Ma vie est emmerdante et je narre ; ce que je voudrais, c’est montrer ; et pour cela dessiner. Voilà ce que je voudrais : que ma main s’agite et que cela suffise pour que l’on voie. Mais dessiner demande une habileté, un apprentissage, une technique, alors que narrer est une fonction humaine : il suffit d’ouvrir la bouche et de laisser aller le souffle. Il faut bien que je respire, et parler revient au même. Alors je narre, même si toujours la réalité s’échappe. Une prison de souffle n’est pas très solide.

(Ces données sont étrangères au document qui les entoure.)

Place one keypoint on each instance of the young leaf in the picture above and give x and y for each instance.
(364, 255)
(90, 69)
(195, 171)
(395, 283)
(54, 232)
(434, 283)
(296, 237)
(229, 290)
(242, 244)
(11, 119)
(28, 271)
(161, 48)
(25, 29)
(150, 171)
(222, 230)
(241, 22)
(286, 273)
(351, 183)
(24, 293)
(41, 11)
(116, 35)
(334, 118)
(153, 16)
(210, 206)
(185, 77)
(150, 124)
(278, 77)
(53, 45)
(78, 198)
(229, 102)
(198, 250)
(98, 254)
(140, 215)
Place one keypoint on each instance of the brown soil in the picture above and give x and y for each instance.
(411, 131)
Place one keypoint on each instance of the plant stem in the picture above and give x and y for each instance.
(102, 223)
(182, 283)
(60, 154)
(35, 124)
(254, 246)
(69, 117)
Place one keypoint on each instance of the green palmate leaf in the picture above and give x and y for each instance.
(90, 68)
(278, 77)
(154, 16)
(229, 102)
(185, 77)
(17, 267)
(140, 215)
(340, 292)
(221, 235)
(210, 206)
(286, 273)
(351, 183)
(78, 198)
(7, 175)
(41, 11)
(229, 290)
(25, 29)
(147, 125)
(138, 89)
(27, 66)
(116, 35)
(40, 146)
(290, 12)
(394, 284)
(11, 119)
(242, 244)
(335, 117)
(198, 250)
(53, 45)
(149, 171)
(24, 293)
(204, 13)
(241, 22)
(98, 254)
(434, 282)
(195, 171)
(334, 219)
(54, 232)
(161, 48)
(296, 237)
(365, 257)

Là-bas, j’avais admiré la beauté des yeux de mon amie, celle dont j’étais si proche, et j’avais essayé de les dépeindre. « Dépeindre » est un mot adapté à la narration, et aussi à mon incompétence de dessinateur : je la dépeignis et cela ne fit que des gribouillis. Je lui demandai de poser les yeux ouverts et de me regarder pendant que mes crayons aux couleurs denses s’agitaient sur le papier, mais elle détournait son regard.